Rand Paul’s tax plan protects mortgage, charitable deductions

How sacrosanct are the mortgage and charitable deductions? Libertarian-leaning Sen. Rand Paul would preserve them in his otherwise bold tax reform plan unveiled Thursday.

The Republican presidential candidate from Kentucky asserts in a Wall Street Journal op-ed that the current tax code is too onerous to fix. So he would repeal the whole thing and replace it with what he calls a “fair and flat” structure that would levy businesses and individuals at all income levels with a 14.5 percent tax. Gone would be the myriad deductions taxpayers rely on to lower their burden under the current system.

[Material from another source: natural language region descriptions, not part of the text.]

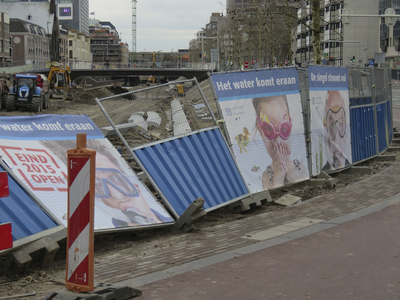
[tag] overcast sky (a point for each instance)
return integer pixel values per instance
(161, 25)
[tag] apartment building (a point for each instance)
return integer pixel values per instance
(344, 41)
(30, 44)
(106, 46)
(5, 38)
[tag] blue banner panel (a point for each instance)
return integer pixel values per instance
(363, 134)
(384, 131)
(47, 127)
(24, 214)
(198, 165)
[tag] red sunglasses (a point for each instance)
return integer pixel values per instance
(269, 130)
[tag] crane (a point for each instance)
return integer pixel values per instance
(134, 26)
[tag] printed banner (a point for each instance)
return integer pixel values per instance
(263, 115)
(35, 148)
(330, 119)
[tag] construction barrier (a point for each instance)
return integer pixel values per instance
(80, 238)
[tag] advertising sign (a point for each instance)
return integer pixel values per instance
(35, 148)
(330, 119)
(263, 115)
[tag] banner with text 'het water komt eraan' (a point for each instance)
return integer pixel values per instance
(35, 148)
(330, 119)
(263, 115)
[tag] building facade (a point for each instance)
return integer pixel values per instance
(344, 41)
(106, 46)
(5, 50)
(389, 38)
(79, 56)
(30, 44)
(74, 14)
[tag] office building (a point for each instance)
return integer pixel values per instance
(74, 14)
(389, 39)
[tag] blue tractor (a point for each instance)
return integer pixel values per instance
(25, 93)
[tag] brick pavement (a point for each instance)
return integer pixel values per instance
(179, 249)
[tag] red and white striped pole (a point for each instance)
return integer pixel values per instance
(80, 238)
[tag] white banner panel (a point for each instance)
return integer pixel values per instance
(330, 119)
(263, 115)
(35, 148)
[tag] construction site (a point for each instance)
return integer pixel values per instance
(139, 119)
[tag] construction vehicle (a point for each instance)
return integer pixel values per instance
(25, 93)
(5, 85)
(61, 86)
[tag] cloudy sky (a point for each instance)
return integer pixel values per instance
(162, 25)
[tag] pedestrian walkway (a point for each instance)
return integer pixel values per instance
(357, 259)
(179, 250)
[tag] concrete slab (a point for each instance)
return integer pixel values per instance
(288, 200)
(153, 119)
(283, 229)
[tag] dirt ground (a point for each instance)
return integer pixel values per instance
(42, 279)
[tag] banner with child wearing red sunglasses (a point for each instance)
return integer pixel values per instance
(263, 114)
(330, 119)
(35, 148)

Eliminated as well would be payroll taxes (automatically deducted from every employee’s paycheck.)

But perhaps recognizing the political peril of messing with the home mortgage deduction that so many homeowners have built into their financial planning and property values, and the popularity of tax deductions for charitable giving among many religious voters and social conservatives, Paul’s plan “to eliminate all corporate welfare: no more subsidies or handouts” would leave those carve outs untouched.

“My tax plan would blow up the tax code and start over,” Paul wrote in the Journal.

Interestingly, Paul’s overhaul would create a new tax code that was somewhat progressive in nature. Under his plan, the first $50,000 in income earned by a family would not be taxed at all, and “low-income working families” would continue to be eligible for the earned-income tax credit, which is essentially a transfer payment to eligible families that comes from taxes paid by other taxpayers.

Paul is billing the plan as a $2 trillion tax cut.

“The plan is an economic steroid injection. Because the Fair and Flat Tax rewards work, saving, investment and small business creation, the Tax Foundation estimates that in 10 years it will increase gross domestic product by about 10%, and create at least 1.4 million new jobs,” he said.